En effet, cette narration fictionnelle existentielle et réflexive à partir de la saga familiale des Eugen, de trois générations d'hommes orphelins, début d'une suite alphabétique, Armand père de Bernard père de Cédric, tous atteints d'un syndrome mathématique à la Paul Valéry, relève également de l'essai conceptuel, de l'exercice stylistique et de la variation philosophique sur la condition humaine.
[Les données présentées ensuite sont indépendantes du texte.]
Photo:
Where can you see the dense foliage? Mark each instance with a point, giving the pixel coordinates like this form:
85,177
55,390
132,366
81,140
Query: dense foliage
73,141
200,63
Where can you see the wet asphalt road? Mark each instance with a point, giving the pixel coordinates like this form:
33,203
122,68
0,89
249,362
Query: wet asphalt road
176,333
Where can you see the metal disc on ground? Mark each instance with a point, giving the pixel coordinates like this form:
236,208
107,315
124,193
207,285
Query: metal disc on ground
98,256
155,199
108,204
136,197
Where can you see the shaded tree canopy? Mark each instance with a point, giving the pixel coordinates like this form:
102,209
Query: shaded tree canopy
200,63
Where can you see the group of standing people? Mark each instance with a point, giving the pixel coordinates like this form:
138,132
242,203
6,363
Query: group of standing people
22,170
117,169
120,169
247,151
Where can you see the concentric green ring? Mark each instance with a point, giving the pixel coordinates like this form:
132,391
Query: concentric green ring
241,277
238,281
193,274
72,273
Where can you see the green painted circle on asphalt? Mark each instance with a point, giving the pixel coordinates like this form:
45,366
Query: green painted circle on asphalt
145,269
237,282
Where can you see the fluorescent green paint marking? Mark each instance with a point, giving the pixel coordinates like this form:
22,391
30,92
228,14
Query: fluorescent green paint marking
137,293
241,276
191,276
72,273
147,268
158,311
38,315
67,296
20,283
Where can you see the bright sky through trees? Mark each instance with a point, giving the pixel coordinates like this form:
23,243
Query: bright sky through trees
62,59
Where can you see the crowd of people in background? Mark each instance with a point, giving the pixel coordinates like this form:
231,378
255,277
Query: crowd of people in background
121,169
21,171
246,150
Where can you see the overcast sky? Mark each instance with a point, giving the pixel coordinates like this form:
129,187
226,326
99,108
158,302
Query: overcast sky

Cette variation, qui s'arc-boute sur les thématiques du destin, de la prédestination, du hasard autant que de la fatalité et d'un déterminisme quasi génétique, traite du triptyque classique qui continue d'agiter penseurs et philosophes et d'épuiser les postulants aux classes préparatoires : le temps, la vie et la mort.

Edgar Kosma aborde ainsi, dans une fiction très distanciée, de nombreux et vastes sujets, parfois abscons, tels le temps comme flux scandé selon trois dimensions, le passé, le présent et le futur, le temps physique et la temporalité, la vie succession d'instants comme une suite de chiffres ("Une existence n'est finalement rien d'autre qu'un flux temporel savamment ordonné"), l'existence qui précède l'essence, la temporalité de la vie biologique d'un individu et la perpétuation de la vie à l'infini par le mécanisme de la reproduction.

Au bout de la lecture, le lecteur fera sans doute sienne la réflexion de l'auteur sise dans le prologue : "Que sais-je ? A vrai dire pas grand-chose à propos des devenirs potentiels des choses. Ni d'ailleurs à propos de quoi que ce soit". Peut-être pas de quoi faire comme C : "C'est donc, en partie, pour ne pas à avoir à répondre à des questions vides que Cédric Eugen remplit des carnets de lettres et des classeurs de chiffres."